Esta organización Comunal cuenta con una capacidad de molienda de 40 toneladas diarias y una capacidad de cocción de 10 toneladas, permitiendo transformar mensualmente 200 toneladas de caña de azúcar en 12.000 kilos de papelón y 4.000 litros de miel de caña, beneficiando directamente a 474 familias y garantizando el abastecimiento desde la producción local hacia las comunidades.
A través de este modelo, el Poder Popular elimina intermediarios y fortalece los Circuitos Económicos Comunales, asegurando que los productos lleguen directamente al Pueblo, especialmente en fechas donde la tradición gastronómica cobra un valor cultural y espiritual significativo.
Comunas pesqueras desde el mar y el Poder Popular




En distintas regiones del país, las Comunas pesqueras reafirman su papel en una de las tradiciones más arraigadas de la Semana Santa: el consumo de pescado como expresión cultural, espiritual y alimentaria del Pueblo venezolano, práctica que tiene profundas raíces históricas vinculadas a la abstinencia de carnes rojas durante estos días sagrados
En el estado Sucre, la Comuna Agroturística Pesquera Indígena de Nurucual articula la producción del mar con saberes ancestrales y prácticas comunitarias, garantizando el acceso a proteína pesquera desde el territorio y fortaleciendo la identidad cultural ligada a la vida costera.
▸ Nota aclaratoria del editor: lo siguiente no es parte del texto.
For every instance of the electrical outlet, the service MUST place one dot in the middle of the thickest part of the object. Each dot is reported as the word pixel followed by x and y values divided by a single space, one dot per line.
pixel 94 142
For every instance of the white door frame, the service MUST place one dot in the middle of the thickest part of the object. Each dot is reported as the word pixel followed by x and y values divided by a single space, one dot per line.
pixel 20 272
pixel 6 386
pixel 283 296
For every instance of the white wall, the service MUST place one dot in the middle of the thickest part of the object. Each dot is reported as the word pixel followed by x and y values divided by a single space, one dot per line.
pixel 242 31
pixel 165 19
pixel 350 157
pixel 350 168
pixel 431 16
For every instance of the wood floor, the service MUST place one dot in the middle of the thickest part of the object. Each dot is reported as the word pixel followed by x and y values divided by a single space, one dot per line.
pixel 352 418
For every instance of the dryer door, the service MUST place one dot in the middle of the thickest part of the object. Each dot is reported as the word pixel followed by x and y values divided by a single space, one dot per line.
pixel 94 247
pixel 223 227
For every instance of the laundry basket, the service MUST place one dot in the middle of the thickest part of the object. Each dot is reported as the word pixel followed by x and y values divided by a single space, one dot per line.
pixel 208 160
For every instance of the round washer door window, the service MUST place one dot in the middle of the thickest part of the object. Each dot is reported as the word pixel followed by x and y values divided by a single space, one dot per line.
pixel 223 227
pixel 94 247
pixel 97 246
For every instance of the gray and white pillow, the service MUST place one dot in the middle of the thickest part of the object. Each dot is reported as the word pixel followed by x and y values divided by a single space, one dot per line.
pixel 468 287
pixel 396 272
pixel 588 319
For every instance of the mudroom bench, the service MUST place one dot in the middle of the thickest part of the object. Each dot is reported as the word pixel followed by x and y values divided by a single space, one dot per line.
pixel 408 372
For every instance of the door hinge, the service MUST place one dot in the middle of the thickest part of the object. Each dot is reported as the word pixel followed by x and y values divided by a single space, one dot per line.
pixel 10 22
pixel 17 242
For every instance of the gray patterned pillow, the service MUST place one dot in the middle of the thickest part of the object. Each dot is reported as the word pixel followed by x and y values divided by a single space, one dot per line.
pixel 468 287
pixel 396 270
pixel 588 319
De igual forma, en La Guaira, la Comuna Socialista Antiimperialista Arrecifes impulsa la pesca artesanal como una práctica heredada de generación en generación, donde hombres y mujeres desarrollan técnicas tradicionales que respetan los ciclos naturales de las especies, cuidan el ecosistema marino y sostienen el alimento diario del Pueblo.
Esta relación entre cultura, producción y territorio también se expresa en la Comuna Agroturística y Pesquera Manzanillo, en el estado Nueva Esparta, donde la organización del Poder Popular permite integrar la producción marina y agrícola para garantizar la soberanía alimentaria local, demostrando que el pescado que llega a la mesa en Semana Santa no depende de intermediarios, sino del trabajo colectivo de las Comuneras y los Comuneros.
Estas experiencias demuestran que la Semana Santa también se construye desde la producción, donde las Comuneras y los Comuneros, a través del trabajo colectivo, garantizan el abastecimiento de alimentos, preservan saberes productivos y consolidan una economía local que sostiene las tradiciones culturales del país.